Sosyal Deneyimler: Okulda ya da arkadaş çevresinde yaşanan olumsuz deneyimler (örneğin, alay edilme, reddedilme veya zorbalık) özgüven üzerinde kalıcı izler bırakabilir. Çocukların bu yaşta edindikleri olumsuz deneyimler maalesef ki yetişkinlik hayatlarında da onlara miras kalan bir deneyim olabilmektedir.
Kendi Beklentileri: Bazı çocuklar, kendilerinden aşırı beklentiler içine girebilir ve bu da kaygı yaratabilir. "Başarısız olma veya mükemmel olma" korkusu, parmak kaldırmayı ve sınıfta aktif olmayı engelleyebilir. Bu çocuklara yaklaşımda aile ve öğretmenlerin dikkate alması gereken bazı noktalar bulunmaktadır. Çocukların kendilerini güvende hissetmeleri için olumlu ve destekleyici bir ortam oluşturmak kıymetli bir adımdır.
Başarıları kutlamak, hatalardan öğrenmeye teşvik etmek bu süreci kolaylaştırabilir.
Olaylar karşısında sonuç odaklı olmayıp, süreç odaklı iletişim kurmak çocuğun başarı ya da başarısızlığına dikkatini vermesi yerine ''çabalamanın'' önemine vurgu yapılması önemli bir adımdır.
AKRANLARI İLE SOSYALLEŞMELİ
- Yine okulda ve sosyal alanlarda akranları ile kolay arkadaş olamayan, oyun kuramayan çocuklar olabiliyor.
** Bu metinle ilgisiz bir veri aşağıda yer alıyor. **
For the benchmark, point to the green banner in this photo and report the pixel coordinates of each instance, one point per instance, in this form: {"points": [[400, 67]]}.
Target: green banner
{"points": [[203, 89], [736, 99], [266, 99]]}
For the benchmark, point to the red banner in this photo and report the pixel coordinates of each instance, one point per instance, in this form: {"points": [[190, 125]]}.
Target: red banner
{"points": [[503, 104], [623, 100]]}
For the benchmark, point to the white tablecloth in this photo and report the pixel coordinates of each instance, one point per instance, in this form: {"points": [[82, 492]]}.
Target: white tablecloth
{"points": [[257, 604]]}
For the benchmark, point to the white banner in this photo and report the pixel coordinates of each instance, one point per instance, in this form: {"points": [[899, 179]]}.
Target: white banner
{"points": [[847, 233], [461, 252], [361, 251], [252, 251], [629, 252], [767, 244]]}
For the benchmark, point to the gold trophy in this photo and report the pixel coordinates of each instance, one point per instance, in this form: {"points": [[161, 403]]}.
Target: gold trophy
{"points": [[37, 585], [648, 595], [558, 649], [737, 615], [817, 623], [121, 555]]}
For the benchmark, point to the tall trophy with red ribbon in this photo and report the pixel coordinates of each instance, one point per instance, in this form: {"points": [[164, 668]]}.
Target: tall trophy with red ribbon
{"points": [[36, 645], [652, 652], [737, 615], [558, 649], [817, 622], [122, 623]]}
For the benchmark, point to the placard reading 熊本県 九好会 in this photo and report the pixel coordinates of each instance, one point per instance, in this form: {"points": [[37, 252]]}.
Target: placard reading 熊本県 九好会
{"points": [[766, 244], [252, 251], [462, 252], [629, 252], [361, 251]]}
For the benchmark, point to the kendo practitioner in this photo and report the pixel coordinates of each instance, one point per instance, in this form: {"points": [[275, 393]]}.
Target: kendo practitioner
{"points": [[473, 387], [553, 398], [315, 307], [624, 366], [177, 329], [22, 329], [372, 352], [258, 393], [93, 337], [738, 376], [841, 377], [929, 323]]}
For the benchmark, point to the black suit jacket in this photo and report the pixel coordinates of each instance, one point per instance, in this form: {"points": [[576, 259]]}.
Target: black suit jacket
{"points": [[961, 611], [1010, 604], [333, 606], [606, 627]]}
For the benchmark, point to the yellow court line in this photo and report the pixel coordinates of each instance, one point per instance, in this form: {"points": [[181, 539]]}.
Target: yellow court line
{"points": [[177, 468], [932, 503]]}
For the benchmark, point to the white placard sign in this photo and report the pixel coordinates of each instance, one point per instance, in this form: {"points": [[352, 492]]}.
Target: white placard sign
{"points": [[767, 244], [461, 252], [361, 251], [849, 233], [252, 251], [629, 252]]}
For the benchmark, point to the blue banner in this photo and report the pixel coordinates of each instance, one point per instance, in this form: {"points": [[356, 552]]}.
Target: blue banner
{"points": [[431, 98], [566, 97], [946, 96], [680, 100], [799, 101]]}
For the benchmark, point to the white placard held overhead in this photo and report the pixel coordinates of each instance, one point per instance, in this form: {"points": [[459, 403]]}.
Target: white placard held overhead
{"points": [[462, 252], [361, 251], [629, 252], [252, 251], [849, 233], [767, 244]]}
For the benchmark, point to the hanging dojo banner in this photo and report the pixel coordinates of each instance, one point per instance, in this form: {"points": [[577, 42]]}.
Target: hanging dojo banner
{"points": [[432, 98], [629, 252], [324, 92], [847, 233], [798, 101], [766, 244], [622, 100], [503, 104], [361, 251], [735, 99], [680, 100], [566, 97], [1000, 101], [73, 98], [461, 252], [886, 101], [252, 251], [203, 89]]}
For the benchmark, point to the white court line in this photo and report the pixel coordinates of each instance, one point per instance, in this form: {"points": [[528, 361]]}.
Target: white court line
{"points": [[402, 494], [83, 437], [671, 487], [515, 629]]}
Bu da bir özgüven eksikliği midir? Yine bu çocuklara nasıl rehberlik edilmeli?
- Evet, akranlarıyla kolay arkadaşlık kuramayan ve sosyal ortamlarda zorluk yaşayan çocuklar genellikle özgüven eksikliği yaşıyor olabilir. Bu durum, sosyal becerilerdeki yetersizlik, kaygı veya geçmişte yaşanan olumsuz deneyimlerle de ilişkilendirilebilir. Bu tür çocuklar, sosyal ortamlarda kendilerini ifade etme veya kabul edilme korkusu yaşayabilirler. Bu çocuklara rehberlik ederken dikkate alınması gereken bazı stratejiler bulunmaktadır.
Çocuklara sosyal becerileri geliştirmeleri için yapılandırılmış eğitimler sunmak faydalı olabilir. Göz teması kurma, selamlaşma veya oyun başlatma gibi temel becerileri öğretmek süreç içerisindeki bilinmezliği önleyebileceği gibi, çocuğun kendine olan güvenini de olumlu yönde etkileyebilmektedir. Sonrasında çocukları, sosyal etkileşim gerektiren oyunlara veya grup aktivitelerine katılmaları için cesaretlendirmek önemlidir. Drama kursları bu noktada çocuklara iyi gelebilmektedir.
NASIL ANLAŞILIR?
Aileler çocuklarında özgüven eksikliği olduğunu hangi davranışlardan anlayabilir?
Basit durumları zamana mı bırakmak gerekir?
Aileler, çocuklarında özgüven eksikliği olup olmadığını aşağıdaki davranışlar üzerinden bilgi sahibi olabilir:
1. Sosyal Çekilme: Çocuk, akranlarıyla etkileşim kurmaktan kaçınıyor, sosyal ortamlara girmekten korkuyorsa.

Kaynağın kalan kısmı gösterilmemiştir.